An integrated approach combining clinical trial data, advanced genomic profiling, and mechanistic studies will be essential to fully realize the promise of menin inhibitors. In parallel, ongoing preclinical work will support the continued design, synthesis, and optimization of newer compounds with improved potency, specificity, and pharmacokinetic properties. These efforts will pave the way for later-phase trials and ultimately, for the incorporation of menin inhibitors into standard-of-care regimens for hematological malignancies and possibly other cancers.

Conclusion
In summary, the clinical trial landscape for menin inhibitors currently includes a robust pipeline of agents primarily targeting hematological malignancies—especially acute leukemias characterized by KMT2A rearrangements and NPM1 mutations—but also extending to certain solid tumors. The major menin inhibitors in clinical development include Ziftomenib, which is being evaluated in multiple Phase I studies both as a monotherapy and in various combination regimens for pediatric and adult populations; Revumenib (SNDX-5613), which has shown promising early efficacy in relapsed/refractory AML; Bleximenib in a Phase I/II setting for acute leukemia; BN104 under evaluation for AML, including specialized dosing and food-effect studies; HMPL-506 in Phase I trials for hematological malignancies; and ZE63-0302 undergoing first-in-human studies in healthy volunteers. These trials are predominantly in the early phases—ranging from Phase I to Phase I/II—with primary endpoints focusing on safety, tolerability, and preliminary efficacy. Complementary studies such as pharmacokinetic analyses and combination therapy trials are integral components of this evolving pipeline.

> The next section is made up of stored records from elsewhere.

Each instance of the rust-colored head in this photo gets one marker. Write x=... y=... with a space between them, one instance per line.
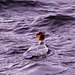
x=40 y=35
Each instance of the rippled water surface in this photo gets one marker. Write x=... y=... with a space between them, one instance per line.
x=20 y=21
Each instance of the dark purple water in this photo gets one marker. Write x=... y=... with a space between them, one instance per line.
x=20 y=21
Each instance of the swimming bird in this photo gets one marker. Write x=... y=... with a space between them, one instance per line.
x=37 y=49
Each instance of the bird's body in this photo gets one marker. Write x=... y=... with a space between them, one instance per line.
x=37 y=49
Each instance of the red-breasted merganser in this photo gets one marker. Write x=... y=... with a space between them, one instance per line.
x=37 y=49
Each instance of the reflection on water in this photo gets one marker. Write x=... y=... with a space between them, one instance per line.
x=20 y=21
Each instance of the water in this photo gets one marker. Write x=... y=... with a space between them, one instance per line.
x=20 y=21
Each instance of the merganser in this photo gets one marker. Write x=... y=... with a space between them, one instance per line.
x=37 y=49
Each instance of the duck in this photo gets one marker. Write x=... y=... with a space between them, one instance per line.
x=38 y=49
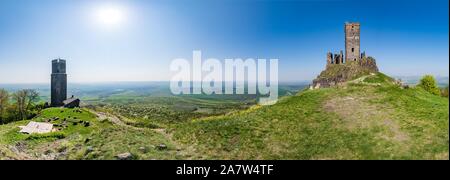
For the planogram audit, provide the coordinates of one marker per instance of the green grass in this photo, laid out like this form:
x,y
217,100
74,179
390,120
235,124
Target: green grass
x,y
355,122
100,140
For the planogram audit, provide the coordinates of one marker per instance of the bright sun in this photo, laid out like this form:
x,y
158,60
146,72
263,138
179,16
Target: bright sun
x,y
111,16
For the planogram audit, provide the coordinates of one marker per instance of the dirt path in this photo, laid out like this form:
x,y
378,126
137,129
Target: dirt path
x,y
116,120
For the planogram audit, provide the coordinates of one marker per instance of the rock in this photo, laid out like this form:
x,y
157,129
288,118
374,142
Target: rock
x,y
161,147
89,149
143,149
124,156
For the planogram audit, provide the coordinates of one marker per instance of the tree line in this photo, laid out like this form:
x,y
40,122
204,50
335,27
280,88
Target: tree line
x,y
19,105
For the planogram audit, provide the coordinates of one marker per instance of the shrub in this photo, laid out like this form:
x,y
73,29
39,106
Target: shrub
x,y
444,92
428,83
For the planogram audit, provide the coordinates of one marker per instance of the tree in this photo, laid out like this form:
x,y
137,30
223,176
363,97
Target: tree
x,y
20,97
444,92
428,83
4,103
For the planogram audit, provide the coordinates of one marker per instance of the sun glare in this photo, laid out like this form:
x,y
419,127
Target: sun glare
x,y
111,16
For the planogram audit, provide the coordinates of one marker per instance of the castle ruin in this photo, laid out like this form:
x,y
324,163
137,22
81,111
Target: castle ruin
x,y
343,67
58,83
352,46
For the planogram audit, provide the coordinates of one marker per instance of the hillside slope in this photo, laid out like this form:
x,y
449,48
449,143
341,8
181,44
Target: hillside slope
x,y
369,118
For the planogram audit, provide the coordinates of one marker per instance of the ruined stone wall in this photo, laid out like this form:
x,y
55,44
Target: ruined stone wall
x,y
352,42
58,82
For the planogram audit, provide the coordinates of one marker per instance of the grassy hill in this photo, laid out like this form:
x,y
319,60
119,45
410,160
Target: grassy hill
x,y
101,139
369,118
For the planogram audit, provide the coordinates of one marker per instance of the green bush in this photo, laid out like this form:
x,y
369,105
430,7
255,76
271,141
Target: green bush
x,y
444,92
428,83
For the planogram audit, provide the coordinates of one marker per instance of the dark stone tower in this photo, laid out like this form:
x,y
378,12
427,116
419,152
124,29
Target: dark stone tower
x,y
59,82
352,42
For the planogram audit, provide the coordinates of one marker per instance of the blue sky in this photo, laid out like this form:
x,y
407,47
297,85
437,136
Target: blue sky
x,y
408,38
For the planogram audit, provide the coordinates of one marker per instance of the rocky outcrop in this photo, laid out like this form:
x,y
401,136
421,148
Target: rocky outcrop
x,y
336,74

From a broader perspective, the menin inhibitors currently in trials represent a promising new frontier in targeted cancer therapy. Their ability to disrupt critical oncogenic protein–protein interactions and reprogram malignant transcriptional programs offers a potential path to improved patient outcomes with fewer adverse effects compared to conventional therapies. Moreover, the flexible trial designs—encompassing combination regimens, maintenance phases, and specialized dosing studies—reflect a comprehensive strategy to optimize the clinical utility of these agents.
Looking forward, ongoing trials will provide further insights into the expected efficacy and safety of these compounds, while future research is anticipated to focus on biomarker-driven patient selection, overcoming resistance mechanisms, and exploring synergistic combinations. Ultimately, these efforts may culminate in the approval of one or more menin inhibitors, thereby significantly impacting the treatment paradigm for acute leukemia and potentially other malignancies dependent on the menin–MLL interaction.

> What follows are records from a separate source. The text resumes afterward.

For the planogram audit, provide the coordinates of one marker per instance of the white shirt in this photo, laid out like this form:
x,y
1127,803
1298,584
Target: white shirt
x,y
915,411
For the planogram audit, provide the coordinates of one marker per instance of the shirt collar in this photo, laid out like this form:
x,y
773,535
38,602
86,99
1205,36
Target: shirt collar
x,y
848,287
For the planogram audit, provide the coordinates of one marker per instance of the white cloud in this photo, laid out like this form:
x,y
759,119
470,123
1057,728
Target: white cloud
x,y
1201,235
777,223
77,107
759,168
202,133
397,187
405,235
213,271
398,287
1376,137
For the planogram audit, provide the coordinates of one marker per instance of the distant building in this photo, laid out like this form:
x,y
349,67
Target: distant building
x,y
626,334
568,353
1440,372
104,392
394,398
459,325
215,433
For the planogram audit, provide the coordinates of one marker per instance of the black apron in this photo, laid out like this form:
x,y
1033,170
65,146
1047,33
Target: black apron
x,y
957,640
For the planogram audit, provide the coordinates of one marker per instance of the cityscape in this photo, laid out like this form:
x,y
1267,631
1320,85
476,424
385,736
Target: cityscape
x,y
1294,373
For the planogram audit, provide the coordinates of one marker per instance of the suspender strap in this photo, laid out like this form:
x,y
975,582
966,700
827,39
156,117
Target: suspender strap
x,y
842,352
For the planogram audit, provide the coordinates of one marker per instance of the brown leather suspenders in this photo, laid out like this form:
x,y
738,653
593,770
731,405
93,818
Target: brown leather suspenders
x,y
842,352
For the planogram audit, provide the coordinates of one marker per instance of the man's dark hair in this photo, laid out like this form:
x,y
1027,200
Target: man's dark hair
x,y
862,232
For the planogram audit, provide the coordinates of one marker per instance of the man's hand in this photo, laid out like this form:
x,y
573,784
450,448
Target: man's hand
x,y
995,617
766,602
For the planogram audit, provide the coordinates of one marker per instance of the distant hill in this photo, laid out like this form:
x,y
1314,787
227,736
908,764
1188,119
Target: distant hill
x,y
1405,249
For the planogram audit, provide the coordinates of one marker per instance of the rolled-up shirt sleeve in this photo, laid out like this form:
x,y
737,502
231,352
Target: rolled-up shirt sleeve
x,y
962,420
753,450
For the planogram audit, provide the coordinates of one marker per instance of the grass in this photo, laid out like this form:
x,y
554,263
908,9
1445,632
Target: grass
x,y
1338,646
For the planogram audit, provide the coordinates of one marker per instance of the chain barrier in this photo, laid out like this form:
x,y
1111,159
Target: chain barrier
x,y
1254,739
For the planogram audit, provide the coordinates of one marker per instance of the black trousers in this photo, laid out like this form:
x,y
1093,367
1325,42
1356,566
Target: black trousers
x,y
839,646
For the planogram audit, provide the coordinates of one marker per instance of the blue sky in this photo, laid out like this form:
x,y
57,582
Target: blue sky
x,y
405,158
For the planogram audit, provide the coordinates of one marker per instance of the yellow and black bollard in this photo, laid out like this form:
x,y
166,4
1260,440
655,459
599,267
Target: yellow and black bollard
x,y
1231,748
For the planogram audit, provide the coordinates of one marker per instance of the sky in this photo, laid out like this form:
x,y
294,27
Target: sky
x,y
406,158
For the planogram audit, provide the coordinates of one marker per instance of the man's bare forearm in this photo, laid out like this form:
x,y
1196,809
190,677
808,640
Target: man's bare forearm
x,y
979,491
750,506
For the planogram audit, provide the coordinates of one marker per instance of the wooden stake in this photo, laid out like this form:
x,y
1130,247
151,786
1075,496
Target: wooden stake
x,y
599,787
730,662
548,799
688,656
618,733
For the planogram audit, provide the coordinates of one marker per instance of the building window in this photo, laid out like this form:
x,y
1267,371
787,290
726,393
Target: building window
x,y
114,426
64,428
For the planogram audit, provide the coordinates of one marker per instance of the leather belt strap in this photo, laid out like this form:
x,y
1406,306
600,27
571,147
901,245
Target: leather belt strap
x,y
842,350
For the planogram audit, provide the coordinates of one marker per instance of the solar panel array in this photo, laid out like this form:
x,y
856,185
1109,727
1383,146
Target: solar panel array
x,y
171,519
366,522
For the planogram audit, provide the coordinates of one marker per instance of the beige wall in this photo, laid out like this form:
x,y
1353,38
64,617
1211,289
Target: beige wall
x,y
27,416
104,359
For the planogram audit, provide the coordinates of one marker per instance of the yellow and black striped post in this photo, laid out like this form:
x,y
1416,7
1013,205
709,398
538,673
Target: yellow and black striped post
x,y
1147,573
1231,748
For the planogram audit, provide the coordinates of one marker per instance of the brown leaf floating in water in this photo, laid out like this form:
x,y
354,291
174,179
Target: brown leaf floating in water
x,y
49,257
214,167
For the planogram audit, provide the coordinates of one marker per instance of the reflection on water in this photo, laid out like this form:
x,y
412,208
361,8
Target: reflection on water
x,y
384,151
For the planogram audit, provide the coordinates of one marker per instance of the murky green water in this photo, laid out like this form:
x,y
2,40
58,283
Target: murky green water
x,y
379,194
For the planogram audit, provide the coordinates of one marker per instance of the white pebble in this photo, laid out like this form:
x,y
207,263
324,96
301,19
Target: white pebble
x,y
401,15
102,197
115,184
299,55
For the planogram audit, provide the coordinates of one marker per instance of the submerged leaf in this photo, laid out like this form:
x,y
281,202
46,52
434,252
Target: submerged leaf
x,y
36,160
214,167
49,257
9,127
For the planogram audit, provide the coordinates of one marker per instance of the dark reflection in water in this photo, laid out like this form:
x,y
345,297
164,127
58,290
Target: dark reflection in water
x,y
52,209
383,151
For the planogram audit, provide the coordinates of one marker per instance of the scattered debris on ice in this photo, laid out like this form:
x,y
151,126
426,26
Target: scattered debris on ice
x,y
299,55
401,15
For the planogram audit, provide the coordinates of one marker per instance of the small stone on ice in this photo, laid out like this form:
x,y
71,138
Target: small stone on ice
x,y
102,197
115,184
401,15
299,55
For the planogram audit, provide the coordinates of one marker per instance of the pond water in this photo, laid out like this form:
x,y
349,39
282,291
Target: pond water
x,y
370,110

In conclusion, menin inhibitors in clinical trials currently encompass a diverse array of molecules—including Ziftomenib, Revumenib, Bleximenib, BN104, HMPL-506, and ZE63-0302—that are being evaluated across multiple phases and indications. Their development is founded on solid mechanistic insights into the role of menin in oncogenic transcription. As early-phase clinical data continue to emerge, the promise of these targeted agents is becoming increasingly evident, suggesting that they may play a transformative role in future cancer treatment strategies. The integration of clinical findings, advanced genomic characterization, and rational combination therapy approaches will be critical to overcoming current challenges and harnessing the full therapeutic potential of menin inhibitors in oncology.